R users who want to add a linguistic annotation to a corpus are already offered a few available packages for Natural Language Processing (NLP). These packages are not “pure R” NLP-tools. openNLP, cleanNLP, coreNLP, or spacyr offer interfaces to standard NLP tools implemented in other programming languages. The cleanNLP R package offers to combine these external tools in one coherent framework. So why yet another NLP R package?
As a matter of design, the existing packages are not good to deal with large volumes of text. The thrust of the bignlp-package is to use a standard tool (Stanford CoreNLP) in parallel mode. To be parsimonious with the memory available, it implements line-by-line processing, so that annotated data is not be kept in memory. The bignlp is the package you may want to use if your data is substantially big.
There are three steps of the NLP pipeline using bignlp: Turn input data into tabular format, call the annotator that generates an NDJSON output, parse the NDJSON and get a tabular output format. To explain this in more detail:
Input data (XML, for instance) needs to be dissected into a
two-column data.table
with one column with sections of text
(column “text”) and a column “id”. The purpose of the id is to serve
as a link to connect chunks with metadata that is stored somewhere
else, typically in another table that also has an id column for
matching purposes.
The input data.table
is processed in single- or multi-threaded
mode, using Stanford CoreNLP. The output of the
corenlp_annotate()
-function is written to one or several NDJSON
files (NDJSON stands for newline-delimited JSON). Each line of the
NDJSON files is a valid JSON string with the annotation data, and
includes the id.
The NDJSON files are processed a line-by-line manner, resulting in a
data.table
with the chunk ids, and the tokenized and annotated
text using the corenlp_parse_ndjson()
-function.
The bignlp package itself is a pure R package. It does not include compiled code, and the installation of the package itself is unlikely to cause problem. However, bignlp depends on the Stanford CoreNLP toolset, a Java library, which requires a specific Java version (1.8). CoreNLP is accessed using the rJava package. Both can cause headaches.
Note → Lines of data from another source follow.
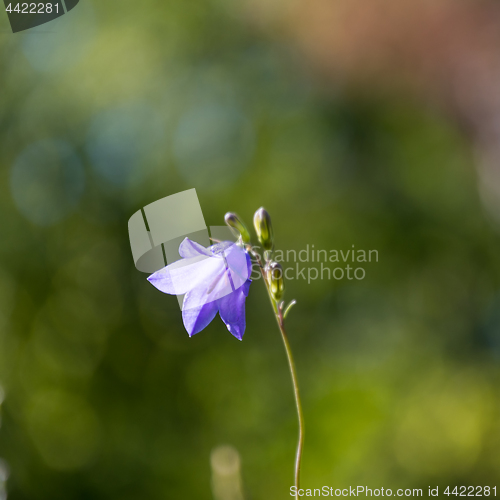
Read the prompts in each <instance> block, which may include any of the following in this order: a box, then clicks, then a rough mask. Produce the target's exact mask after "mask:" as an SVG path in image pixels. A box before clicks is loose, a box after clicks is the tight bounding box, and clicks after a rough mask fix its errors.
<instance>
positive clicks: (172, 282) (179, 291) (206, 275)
mask: <svg viewBox="0 0 500 500" xmlns="http://www.w3.org/2000/svg"><path fill="white" fill-rule="evenodd" d="M223 269H224V266H223V263H221V260H220V259H215V258H213V257H205V256H198V257H193V258H191V259H182V260H178V261H177V262H174V263H173V264H170V265H168V266H166V267H164V268H163V269H160V270H159V271H156V272H155V273H153V274H152V275H151V276H149V277H148V281H149V282H150V283H151V284H152V285H154V286H155V287H156V288H158V290H160V291H161V292H163V293H169V294H171V295H183V294H185V293H187V292H188V291H189V290H192V289H194V288H197V287H205V288H206V287H208V286H209V285H210V283H212V282H213V281H214V280H215V279H216V277H217V276H218V275H220V274H221V272H222V271H223Z"/></svg>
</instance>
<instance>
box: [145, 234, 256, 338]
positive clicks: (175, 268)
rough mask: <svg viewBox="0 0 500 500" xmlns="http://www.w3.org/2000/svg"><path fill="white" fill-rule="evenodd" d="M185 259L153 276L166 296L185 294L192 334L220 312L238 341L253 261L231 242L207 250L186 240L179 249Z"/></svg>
mask: <svg viewBox="0 0 500 500" xmlns="http://www.w3.org/2000/svg"><path fill="white" fill-rule="evenodd" d="M179 254H180V256H181V257H182V259H181V260H179V261H177V262H174V263H172V264H170V265H168V266H166V267H164V268H163V269H160V270H159V271H156V272H155V273H153V274H152V275H151V276H149V278H148V281H149V282H150V283H151V284H152V285H154V286H155V287H156V288H158V290H160V291H162V292H163V293H168V294H171V295H184V294H185V296H184V301H183V304H182V319H183V322H184V326H185V328H186V330H187V332H188V334H189V336H190V337H191V336H193V335H195V334H196V333H198V332H200V331H201V330H203V329H204V328H205V327H206V326H207V325H208V324H209V323H210V322H211V321H212V320H213V319H214V317H215V316H216V314H217V312H218V313H219V315H220V317H221V319H222V321H223V322H224V323H225V324H226V326H227V329H228V330H229V331H230V332H231V334H232V335H234V336H235V337H236V338H237V339H239V340H242V339H243V334H244V333H245V299H246V297H247V295H248V291H249V288H250V283H251V280H250V273H251V260H250V257H249V255H248V253H247V252H246V251H245V250H244V249H243V248H241V247H240V246H238V245H236V244H235V243H232V242H230V241H223V242H221V243H217V244H216V245H212V246H211V247H208V248H205V247H203V246H202V245H199V244H198V243H196V242H194V241H191V240H190V239H189V238H186V239H185V240H184V241H183V242H182V243H181V245H180V247H179Z"/></svg>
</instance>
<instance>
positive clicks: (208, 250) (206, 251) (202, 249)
mask: <svg viewBox="0 0 500 500" xmlns="http://www.w3.org/2000/svg"><path fill="white" fill-rule="evenodd" d="M179 255H180V256H181V257H182V258H184V259H189V258H191V257H199V256H200V255H206V256H207V257H210V256H211V255H212V254H211V252H210V250H208V249H207V248H205V247H204V246H203V245H200V244H199V243H196V241H192V240H190V239H189V238H184V240H183V241H182V243H181V244H180V246H179Z"/></svg>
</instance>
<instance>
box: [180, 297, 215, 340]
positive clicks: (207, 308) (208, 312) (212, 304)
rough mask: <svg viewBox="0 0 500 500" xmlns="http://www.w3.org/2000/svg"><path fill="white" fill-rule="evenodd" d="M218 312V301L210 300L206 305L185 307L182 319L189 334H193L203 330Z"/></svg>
mask: <svg viewBox="0 0 500 500" xmlns="http://www.w3.org/2000/svg"><path fill="white" fill-rule="evenodd" d="M216 314H217V302H209V303H208V304H205V305H204V306H201V307H198V308H195V309H183V310H182V321H183V322H184V327H185V328H186V331H187V332H188V335H189V336H190V337H192V336H193V335H195V334H197V333H198V332H201V331H202V330H203V329H204V328H206V327H207V326H208V325H209V323H210V322H211V321H212V320H213V319H214V318H215V315H216Z"/></svg>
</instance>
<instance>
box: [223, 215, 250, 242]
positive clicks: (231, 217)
mask: <svg viewBox="0 0 500 500" xmlns="http://www.w3.org/2000/svg"><path fill="white" fill-rule="evenodd" d="M224 220H225V221H226V224H227V225H228V226H229V229H231V232H232V233H233V234H234V235H235V236H236V237H237V238H238V237H240V236H241V239H242V240H243V242H244V243H250V233H249V232H248V229H247V228H246V226H245V224H243V222H241V220H240V218H239V217H238V216H237V215H236V214H235V213H233V212H228V213H227V214H226V215H225V217H224Z"/></svg>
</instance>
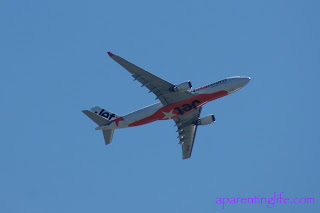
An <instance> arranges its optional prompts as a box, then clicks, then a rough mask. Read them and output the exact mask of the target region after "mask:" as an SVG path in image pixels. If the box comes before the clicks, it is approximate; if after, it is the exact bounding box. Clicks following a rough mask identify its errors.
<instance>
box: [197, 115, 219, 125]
mask: <svg viewBox="0 0 320 213" xmlns="http://www.w3.org/2000/svg"><path fill="white" fill-rule="evenodd" d="M215 121H216V119H215V117H214V115H213V114H210V115H207V116H204V117H203V118H200V119H199V120H198V125H208V124H211V123H213V122H215Z"/></svg>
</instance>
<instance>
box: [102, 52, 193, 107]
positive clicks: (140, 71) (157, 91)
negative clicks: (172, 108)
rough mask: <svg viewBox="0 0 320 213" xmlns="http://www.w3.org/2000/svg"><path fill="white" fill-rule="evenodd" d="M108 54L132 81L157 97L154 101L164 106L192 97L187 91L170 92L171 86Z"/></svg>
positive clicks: (192, 94) (124, 59) (132, 65)
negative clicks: (133, 81)
mask: <svg viewBox="0 0 320 213" xmlns="http://www.w3.org/2000/svg"><path fill="white" fill-rule="evenodd" d="M108 54H109V56H110V57H111V58H112V59H113V60H115V61H116V62H117V63H118V64H120V65H121V66H122V67H124V68H125V69H126V70H127V71H129V72H130V73H131V74H132V77H133V78H134V80H137V81H139V82H140V83H141V84H142V87H146V88H148V89H149V93H150V92H152V93H154V94H155V95H156V96H157V98H156V99H159V100H160V101H161V103H162V104H163V105H164V106H166V105H168V104H172V103H175V102H178V101H182V100H185V99H187V98H190V97H192V96H193V94H192V93H190V92H188V91H184V92H170V91H169V88H171V87H173V86H174V85H173V84H171V83H169V82H167V81H165V80H163V79H162V78H160V77H158V76H155V75H153V74H152V73H150V72H148V71H146V70H144V69H142V68H140V67H138V66H136V65H134V64H132V63H131V62H129V61H127V60H125V59H123V58H121V57H120V56H117V55H114V54H112V53H110V52H108Z"/></svg>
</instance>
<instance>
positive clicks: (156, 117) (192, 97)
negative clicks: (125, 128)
mask: <svg viewBox="0 0 320 213" xmlns="http://www.w3.org/2000/svg"><path fill="white" fill-rule="evenodd" d="M226 95H228V92H227V91H224V90H221V91H219V92H216V93H212V94H199V95H197V96H194V97H191V98H189V99H186V100H184V101H180V102H177V103H173V104H169V105H167V106H164V107H162V108H161V109H159V110H157V111H156V112H155V113H153V114H152V115H150V116H148V117H146V118H143V119H141V120H139V121H136V122H133V123H131V124H129V125H128V126H139V125H143V124H147V123H150V122H153V121H156V120H168V119H173V118H177V117H179V116H181V115H183V114H187V113H189V112H192V111H193V110H195V109H197V108H199V107H201V106H203V105H204V104H206V103H208V102H209V101H212V100H215V99H218V98H221V97H223V96H226ZM171 110H173V114H175V115H174V116H173V117H171V118H166V114H168V113H170V112H171ZM163 112H166V114H164V113H163Z"/></svg>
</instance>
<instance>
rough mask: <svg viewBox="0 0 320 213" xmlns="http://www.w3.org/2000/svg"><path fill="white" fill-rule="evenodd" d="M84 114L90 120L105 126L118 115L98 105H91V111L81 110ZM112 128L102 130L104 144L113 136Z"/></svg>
mask: <svg viewBox="0 0 320 213" xmlns="http://www.w3.org/2000/svg"><path fill="white" fill-rule="evenodd" d="M82 112H83V113H84V114H85V115H87V116H88V117H89V118H90V119H91V120H92V121H94V122H95V123H96V124H98V125H99V126H105V125H108V124H110V123H111V122H112V120H114V119H115V118H116V117H119V116H118V115H116V114H114V113H112V112H109V111H107V110H105V109H102V108H100V107H93V108H91V111H89V110H83V111H82ZM113 132H114V129H107V130H102V133H103V137H104V141H105V143H106V144H109V143H111V141H112V137H113Z"/></svg>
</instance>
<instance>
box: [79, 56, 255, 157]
mask: <svg viewBox="0 0 320 213" xmlns="http://www.w3.org/2000/svg"><path fill="white" fill-rule="evenodd" d="M108 55H109V56H110V57H111V58H112V59H113V60H115V61H116V62H117V63H119V64H120V65H121V66H122V67H124V68H125V69H126V70H127V71H129V72H130V73H131V75H132V77H133V78H134V80H137V81H139V82H140V83H141V84H142V87H146V88H148V89H149V93H153V94H155V95H156V99H158V100H159V101H160V102H157V103H155V104H152V105H150V106H146V107H144V108H142V109H139V110H136V111H134V112H131V113H129V114H127V115H124V116H121V115H117V114H115V113H112V112H110V111H107V110H105V109H103V108H100V107H94V108H91V110H83V111H82V112H83V113H84V114H85V115H87V116H88V117H89V118H90V119H92V120H93V121H94V122H95V123H96V124H97V125H98V127H97V128H96V130H102V133H103V136H104V140H105V144H106V145H107V144H109V143H110V142H111V141H112V137H113V133H114V130H115V129H119V128H126V127H134V126H139V125H144V124H147V123H151V122H154V121H157V120H169V119H173V120H174V122H175V123H176V125H175V126H177V132H178V138H179V144H181V147H182V158H183V159H187V158H190V156H191V152H192V148H193V144H194V139H195V135H196V131H197V127H198V126H199V125H200V126H201V125H208V124H211V123H213V122H215V116H214V115H213V114H209V115H207V116H204V117H202V118H200V113H201V109H202V106H203V105H204V104H206V103H208V102H209V101H213V100H216V99H218V98H221V97H224V96H226V95H229V94H231V93H234V92H235V91H238V90H239V89H241V88H242V87H244V86H245V85H246V84H248V83H249V81H250V77H245V76H234V77H229V78H225V79H222V80H219V81H216V82H214V83H211V84H208V85H205V86H202V87H199V88H197V89H194V90H192V85H191V82H190V81H185V82H183V83H180V84H177V85H175V84H172V83H169V82H168V81H165V80H163V79H161V78H159V77H157V76H155V75H153V74H152V73H150V72H148V71H146V70H144V69H142V68H140V67H138V66H136V65H134V64H132V63H130V62H129V61H127V60H125V59H123V58H121V57H120V56H117V55H114V54H113V53H111V52H108Z"/></svg>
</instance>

Stanford CoreNLP requires Oracle Java v1.8+, see the CoreNLP Website. Using CoreNLP in combination with OpenJDK, the default Java that is available on many systems, does not work. Errors that result from using the “wrong” Java may be difficult to interpret. So take care to ensure that you have the “correct”" Java (Java Development Kit / JDK) installed.
Oracle Java can be installed from this website. Note that Oracle licenses have become more restrictive, and registration may be necessary. This will not be a problem for academic/non-commercial contexts.
Once downloading and installing Oracle Java 1.8+ is completed, making this Java version the one that is actually used may be tricky. For macOS, we found the jEnv tool to be useful, see this link.
To get R use Java 1.8, you may finalle have to call R CMD javareconf from the command line.
R CMD javareconf
To check within R that everything works, run this snippet from within R.
library(rJava)
.jinit()
.jcall("java/lang/System", "S", "getProperty", "java.runtime.version")
The output you see (something like “1.8.0_211-b12”) on your system depend on the Java version you have installed.
An issue we have seen on macOS in combination with RStudio is that the rJava dynamic library called from the RStudio session does not link correctly agains the dynamic library of the Java virtual machine. We use the follwing snippet to induce the correct link. (Note that paths may have to be updated to reflect the correct R and Java version!)
install_name_tool -change "@rpath/libjvm.dylib" \
"/Library/Java/JavaVirtualMachines/jdk1.8.0_211.jdk/Contents/Home/jre/lib/server/libjvm.dylib" \
/Library/Frameworks/R.framework/Versions/3.5/Resources/library/rJava/libs/rJava.so
We have seen problems with the parallel annotation with from an RStudio session. Running bignlp from a simple terminal window is a good solution. For a large annotation project, omitting an IDE may be a good idea anyway.